Il Consiglio di Stato a marzo si è chiaramente espresso in ordine alla necessità dei controlli in fase costitutiva, controlli previsti da norme europee e che in Italia, così come in altri Paesi, sono affidati ai notai. Il controllo è quindi quanto chiede l’Europa, unitamente all’efficienza, come espressamente evidenziato dalla direttiva Eu 2017/1132 e confermato dalla 2019/1151, di prossima attuazione. Il notariato italiano è da 10 anni all’avanguardia dal punto di vista della trasmissione digitale degli atti (come riconosciuto dalla Banca Mondiale) ed è un punto di riferimento internazionale sia sotto il profilo della qualità dei controlli sia sotto il profilo dell’innovazione e la piattaforma notarile, utilizzabile, tra l’altro, in sinergia con altri notariati europei, può coniugare al contempo controlli ed efficienza. Numerosi Paesi stanno attualmente recependo la direttiva europea introducendo la costituzione online delle imprese. In Germania, dove oggi addirittura è previsto un doppio controllo sull’atto costitutivo, è stata approvata la proposta che mantiene il controllo notarile. In Francia, dove non è previsto il controllo notarile, ci si sta interrogando sulla tenuta dei pubblici registri. Quegli stessi registri che in Italia, grazie al controllo preventivo affidato ai notai, sono un fattore di competitività del paese per certezza e affidabilità. Proporre un secondo binario, esteso tra l’altro a tutte le srl, affidandosi al personale delle camere di commercio che non è attrezzato per quel tipo di controlli e sul quale ricadrebbe una onerosa responsabilità civile, amministrativa e penale è un chiaro errore conseguente a una mancanza di informazione che, affidandosi a un generico slogan di sostegno ai giovani startupper, non conosce o non analizza in realtà il quadro nel suo insieme, né valuta a pieno le ricadute che ne conseguirebbero. Asserire che non si capisce «perché mai un imprenditore dovrebbe preferire la burocrazia soffocante e avvilente del nostro Paese a quella di un altro Stato europeo dove concretizzare il proprio progetto di investimento è facile, economico e veloce», citando per esempio l’Estonia, costituisce, nel migliore dei casi, un gravissimo esempio di disinformazione. L’Estonia, dove non sono previsti i controlli, è stata infatti al centro del più grande scandalo di riciclaggio a livello europeo per una cifra di oltre 200 miliardi di euro grazie a sedi locali di due grandi banche del nord Europa.

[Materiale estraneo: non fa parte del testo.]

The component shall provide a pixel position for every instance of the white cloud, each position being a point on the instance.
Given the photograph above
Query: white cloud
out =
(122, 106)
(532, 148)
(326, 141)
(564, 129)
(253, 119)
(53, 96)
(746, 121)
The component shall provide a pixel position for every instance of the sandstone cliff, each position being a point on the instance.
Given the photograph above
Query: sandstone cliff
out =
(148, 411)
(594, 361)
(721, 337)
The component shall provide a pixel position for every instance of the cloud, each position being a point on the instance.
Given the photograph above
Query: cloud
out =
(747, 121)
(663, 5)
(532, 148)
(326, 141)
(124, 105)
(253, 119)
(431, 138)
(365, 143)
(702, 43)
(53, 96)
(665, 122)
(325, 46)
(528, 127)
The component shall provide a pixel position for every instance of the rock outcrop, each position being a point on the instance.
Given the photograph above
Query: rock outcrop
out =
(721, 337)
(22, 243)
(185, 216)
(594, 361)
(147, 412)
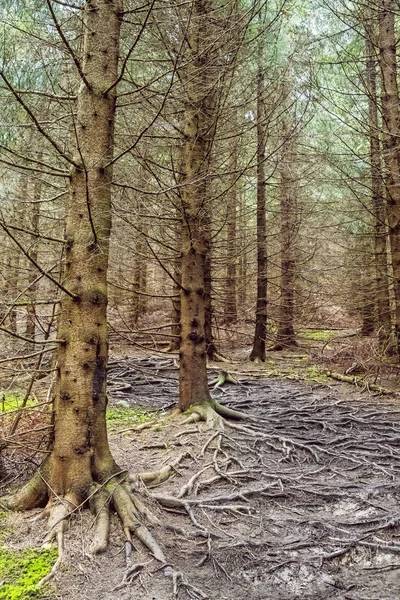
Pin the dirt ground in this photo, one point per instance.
(300, 501)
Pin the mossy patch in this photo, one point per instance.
(121, 415)
(310, 374)
(21, 571)
(320, 335)
(313, 373)
(10, 401)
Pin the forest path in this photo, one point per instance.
(301, 503)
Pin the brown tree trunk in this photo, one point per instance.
(176, 289)
(80, 453)
(378, 201)
(258, 351)
(391, 142)
(139, 283)
(30, 327)
(230, 315)
(198, 137)
(288, 231)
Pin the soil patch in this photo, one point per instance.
(301, 502)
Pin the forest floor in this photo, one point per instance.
(302, 501)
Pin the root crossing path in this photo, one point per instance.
(301, 502)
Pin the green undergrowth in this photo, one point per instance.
(10, 401)
(21, 571)
(122, 415)
(319, 335)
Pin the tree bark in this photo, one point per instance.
(258, 351)
(378, 201)
(230, 315)
(288, 231)
(30, 327)
(80, 453)
(391, 137)
(199, 130)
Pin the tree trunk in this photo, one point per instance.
(80, 453)
(139, 283)
(176, 289)
(391, 137)
(288, 230)
(378, 202)
(230, 315)
(258, 351)
(30, 327)
(199, 129)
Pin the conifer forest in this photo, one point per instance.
(199, 300)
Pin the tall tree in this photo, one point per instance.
(378, 198)
(258, 350)
(80, 462)
(391, 140)
(199, 128)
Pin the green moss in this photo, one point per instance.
(310, 374)
(12, 400)
(21, 571)
(313, 373)
(121, 415)
(320, 335)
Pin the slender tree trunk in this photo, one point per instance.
(242, 292)
(288, 230)
(30, 327)
(176, 289)
(258, 351)
(198, 137)
(391, 142)
(378, 202)
(139, 283)
(230, 315)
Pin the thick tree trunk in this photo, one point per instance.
(258, 351)
(378, 202)
(198, 137)
(391, 142)
(30, 327)
(80, 454)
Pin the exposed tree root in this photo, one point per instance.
(216, 357)
(361, 382)
(213, 414)
(223, 377)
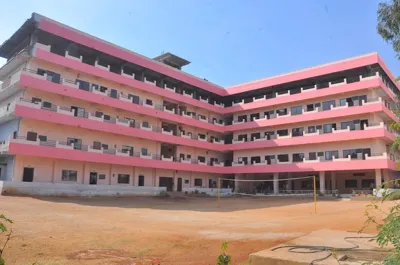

Allentare o, peggio, azzerare i controlli nel momento in cui Roma si candida quale sede dell’Antiriciclaggio europeo, portando in dote una catena di soggetti costituita da forze dell’ordine, banche e notai (oltre il 91% delle segnalazioni di riciclaggio tra i professionisti sono effettuate dai notai) che hanno dimostrato essere, secondo il Gafi, all’avanguardia a livello mondiale, sarebbe un chiaro errore politico, oltre che un perfetto assist per la criminalità organizzata, in particolare in questo periodo «post pandemico» in cui viene richiesta maggior attenzione, proprio per prevenirne i rischi di infiltrazione nel mondo delle imprese. Il mercato necessita sicuramente di un processo tecnologico che ne migliori l’efficienza, ma circoscritto all’interno di un rigoroso perimetro di legalità che vede il nostro Paese, e i suoi sistemi di controlli preventivi, quale benchmark di riferimento fin dai tempi di Giovanni Falcone. (riproduzione riservata)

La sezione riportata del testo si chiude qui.